It's a good thing we put our Thanksgiving turkey in an oven bag, because the temperature in the oven refused to go over 275 degrees F. Aden and I kept peering at the display and I wrung my hands frequently as persistent clicks by the oven refused to signify those desperately-needed five-degree jumps. "Don't worry," she said. "The turkey must just be blocking the heat from the thermometer." I prayed she was right; the stuffing and mashed potatoes were done, the boys were starving, and all we needed was the turkey and the gravy.
At the two-and-a-half hour mark, we finally opened the oven door to a decidedly temperate oven. No blast of heat fogged my glasses, and when I looked at the meat thermometer it was barely 150. My cries of despair (and the smell of the turkey) got Rob off the coach and he came to inspect the situation. He switched the oven from convection to conventional, went to the fuse box to play with switches, and then peered intently within. "The bottom element is broken," he finally said. "Did you know about that?"

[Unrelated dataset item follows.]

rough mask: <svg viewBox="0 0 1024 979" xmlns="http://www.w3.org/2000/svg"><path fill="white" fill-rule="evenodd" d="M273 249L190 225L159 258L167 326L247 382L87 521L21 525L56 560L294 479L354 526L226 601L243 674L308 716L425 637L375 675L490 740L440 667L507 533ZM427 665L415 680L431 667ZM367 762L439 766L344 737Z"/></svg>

"No!" I shouted as I tore hair from my head. "We baked three desserts yesterday without a problem, I don't know what happened." At a loss for alternatives, we placed the bird back in the oven and I watched over it for another two hours as it slowly cooked at 275 degrees. Thanks to the oven bag, we finally got the inner temp up to 170 on the meat thermometer and proceeded to tear the bird apart in a graceless display of unskilled carving. The restless natives devoured Thanksgiving dinner approximately three hours later than I had planned.
The following day we bought our big Christmas tree. I already have two artificial trees up and lit, desiring more light for the dark days of Covid winter. The Douglas fir is a lovely eight feet high, and I purchased new white lights to illuminate it. "Trying something new," I told Rob when he raised his eyebrows at the price of the LED strings. "I need more light this year."
Aden helped me string the lights on our tree; we had two 58-foot strands so we managed to place a high density of bulbs on every bough. When we plugged turned the lights on for the big reveal, the resulting pale blue glow nearly blinded us. Dismayed but undeterred, we decorated the rest of the branches with baubles and memorabilia, none of which you can actually see when the lights are on. I took Rob out across the street and we discovered the tree shone brightly through our shuttered front window, illuminating the entire living room and the front yard.
A Griswold start, then, to our holidays, but it's certainly a time for light and laughter. Zoom calls with families, replete with family jokes, contributed to the humor and to the surreal feeling of the end of 2020.